At the doctor's office, the nurse chirpily said, "Getting close!" And that's a phrase a lot of people are saying when they look at me these days even though I still have 6 weeks until my due date. So, even though I still have what I think of as "plenty of time," as I was driving today, I was thinking about how near the end I'm getting with this pregnancy, and to be honest, it makes me a little sad.
I know I joke a lot about the discomforts and inconveniences of pregnancy, but truth be told, I do enjoy it -- in my own way. Granted, I'm not the sort to gush over the "beauty" of pregnancy, nor am I the sort to sit and marvel over the intimacy of the growing baby within me. However, that doesn't mean that I don't enjoy certain aspects of pregnancy, so I figured today I'd highlight a few things I like about being pregnant:
- My "spidey" senses. Especially my intensified sense of smell. For some preggos, this is annoying as it can trigger nausea, but for me, I find scents -- even typically unpleasant ones like gasoline or car exhaust -- to be intoxicating. I'm especially obsessed with cleansers and cleaning products. If there were a way for me to just sit and sniff the Bath and Body Works foaming hand soap in White Citrus all day long, I would. I also seem to really delight in brushing my teeth.
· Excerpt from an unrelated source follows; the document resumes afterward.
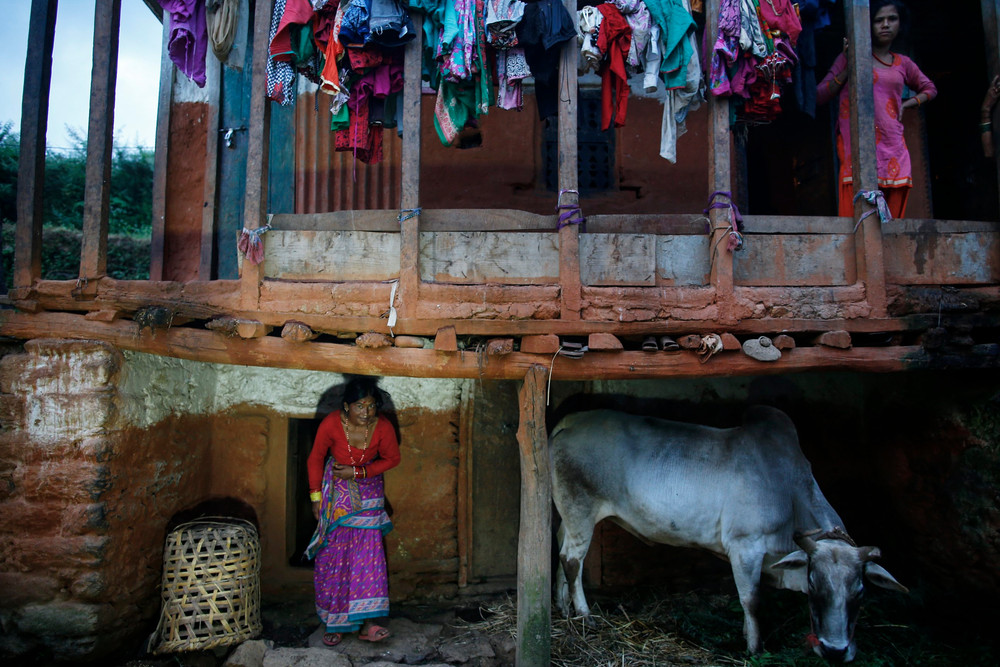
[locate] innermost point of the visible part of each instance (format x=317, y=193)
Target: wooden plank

It's weird, I know, but there's something really awesome about both the taste and the texture of my toothpaste that makes me LOVE brushing my teeth!
- My hair. It's usually a little on the fine side, but during pregnancy, because fewer hairs are shed, my hair is thicker. Which is great. But, it also, I swear, feels softer and healthier.
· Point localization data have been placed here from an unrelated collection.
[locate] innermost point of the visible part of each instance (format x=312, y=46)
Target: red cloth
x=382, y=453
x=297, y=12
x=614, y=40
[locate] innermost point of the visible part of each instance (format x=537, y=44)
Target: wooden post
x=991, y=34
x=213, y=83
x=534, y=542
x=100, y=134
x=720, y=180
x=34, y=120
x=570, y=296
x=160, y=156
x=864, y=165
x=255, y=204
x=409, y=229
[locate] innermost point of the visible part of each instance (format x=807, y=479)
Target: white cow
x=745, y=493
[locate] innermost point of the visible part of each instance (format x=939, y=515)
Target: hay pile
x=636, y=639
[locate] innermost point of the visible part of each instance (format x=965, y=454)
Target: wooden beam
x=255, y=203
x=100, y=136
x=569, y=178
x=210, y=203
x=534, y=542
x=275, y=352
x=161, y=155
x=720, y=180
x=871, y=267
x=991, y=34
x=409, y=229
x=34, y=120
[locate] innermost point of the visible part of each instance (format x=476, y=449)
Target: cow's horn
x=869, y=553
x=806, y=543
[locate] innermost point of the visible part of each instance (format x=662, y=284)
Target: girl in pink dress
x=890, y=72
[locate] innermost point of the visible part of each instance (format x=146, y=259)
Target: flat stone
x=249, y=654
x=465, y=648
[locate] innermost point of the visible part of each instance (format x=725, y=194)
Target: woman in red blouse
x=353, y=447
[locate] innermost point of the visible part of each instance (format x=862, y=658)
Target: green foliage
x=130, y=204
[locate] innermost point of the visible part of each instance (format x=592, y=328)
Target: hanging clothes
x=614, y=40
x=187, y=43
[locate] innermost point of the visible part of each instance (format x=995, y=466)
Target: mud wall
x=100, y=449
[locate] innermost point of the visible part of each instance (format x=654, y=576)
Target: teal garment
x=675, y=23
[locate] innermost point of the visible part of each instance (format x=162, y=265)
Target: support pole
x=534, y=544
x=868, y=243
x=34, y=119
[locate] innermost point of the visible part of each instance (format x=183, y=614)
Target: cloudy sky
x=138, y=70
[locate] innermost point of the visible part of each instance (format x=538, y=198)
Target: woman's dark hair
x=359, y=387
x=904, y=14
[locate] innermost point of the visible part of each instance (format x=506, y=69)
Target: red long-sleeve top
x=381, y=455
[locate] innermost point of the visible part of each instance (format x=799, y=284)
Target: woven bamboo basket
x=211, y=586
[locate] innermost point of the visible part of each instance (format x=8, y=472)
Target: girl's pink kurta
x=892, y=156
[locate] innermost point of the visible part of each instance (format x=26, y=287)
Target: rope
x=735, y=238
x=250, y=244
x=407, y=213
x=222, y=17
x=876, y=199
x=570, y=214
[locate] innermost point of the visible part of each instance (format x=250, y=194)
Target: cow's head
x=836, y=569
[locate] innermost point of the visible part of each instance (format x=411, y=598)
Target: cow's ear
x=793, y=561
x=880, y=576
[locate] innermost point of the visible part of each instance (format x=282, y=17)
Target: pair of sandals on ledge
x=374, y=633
- My skin too. I'm not going to claim a "glow," but my skin is softer during pregnancy and clearer. I don't normally have many issues with blemishes, but it seems that during pregnancy, I am even luckier than normal in that I don't even seem to get a blackhead.
- My baby belly. As much as I joke and sometimes mock-complain about having to heave my giant self around, in a lot of ways, that's just hyperbole. The truth is that I really like having that belly out there. For some reason, I guess, it makes me feel both healthy and feminine. Does that make sense? I'm not sure if it does, but to me, I suppose there's a certain amount of pride in being pregnant -- there's just something about it that says "I'm healthy and strong enough for this."
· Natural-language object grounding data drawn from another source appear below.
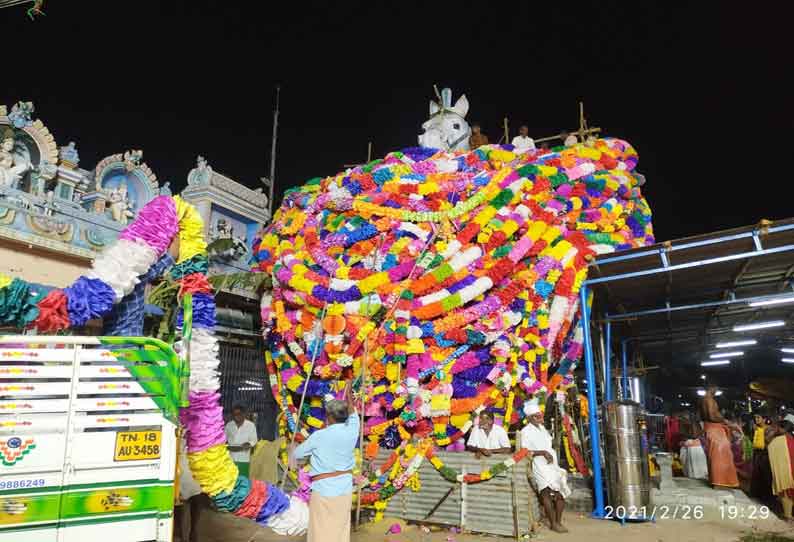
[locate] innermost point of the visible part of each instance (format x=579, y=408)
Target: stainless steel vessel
x=629, y=480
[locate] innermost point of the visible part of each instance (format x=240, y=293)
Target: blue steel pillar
x=608, y=393
x=625, y=371
x=592, y=406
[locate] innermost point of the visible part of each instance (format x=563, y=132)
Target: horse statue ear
x=461, y=107
x=434, y=108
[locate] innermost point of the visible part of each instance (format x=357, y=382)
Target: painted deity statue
x=119, y=204
x=11, y=168
x=447, y=128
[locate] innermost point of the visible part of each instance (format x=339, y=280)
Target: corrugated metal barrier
x=485, y=507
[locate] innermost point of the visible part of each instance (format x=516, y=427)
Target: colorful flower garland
x=453, y=277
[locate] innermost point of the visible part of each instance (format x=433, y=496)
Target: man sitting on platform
x=487, y=438
x=549, y=479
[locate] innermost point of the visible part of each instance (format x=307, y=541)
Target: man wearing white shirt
x=550, y=480
x=487, y=438
x=241, y=437
x=522, y=142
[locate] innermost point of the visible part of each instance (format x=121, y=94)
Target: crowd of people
x=752, y=453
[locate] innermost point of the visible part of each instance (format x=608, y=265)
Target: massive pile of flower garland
x=111, y=289
x=452, y=277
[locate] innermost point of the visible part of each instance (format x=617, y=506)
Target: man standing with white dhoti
x=550, y=480
x=331, y=453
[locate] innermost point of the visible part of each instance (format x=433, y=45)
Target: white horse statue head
x=447, y=128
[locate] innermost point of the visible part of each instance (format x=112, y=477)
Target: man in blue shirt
x=331, y=453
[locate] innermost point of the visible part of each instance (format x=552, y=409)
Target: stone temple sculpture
x=11, y=168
- Feeling the baby move. And seeing him move, since, at this point, his movement is visible on the surface and he reacts to touch on the surface as well. Sometimes, it looks as though he's just wiggling back and forth within there.
- Having Norah cuddle my belly. We still don't think she fully grasps that I'm pregnant despite the fact that we talk to her about it, but she does seem to "know" something is up, and she's been extra cuddly with me lately. A week ago, while we were watching Sesame Street, she climbed in my lap, grabbed my arms and wrapped herself up while saying "cuddle, cuddle!" And often times, if we're lounging together, she leans against or hugs my belly.
But you may have to remind me of how sentimental I was in this post when, in a short time, I'm bitching and moaning again about being uncomfortable. I'll try to remind myself, but as is typical with a preggo, forgetfulness is a plague.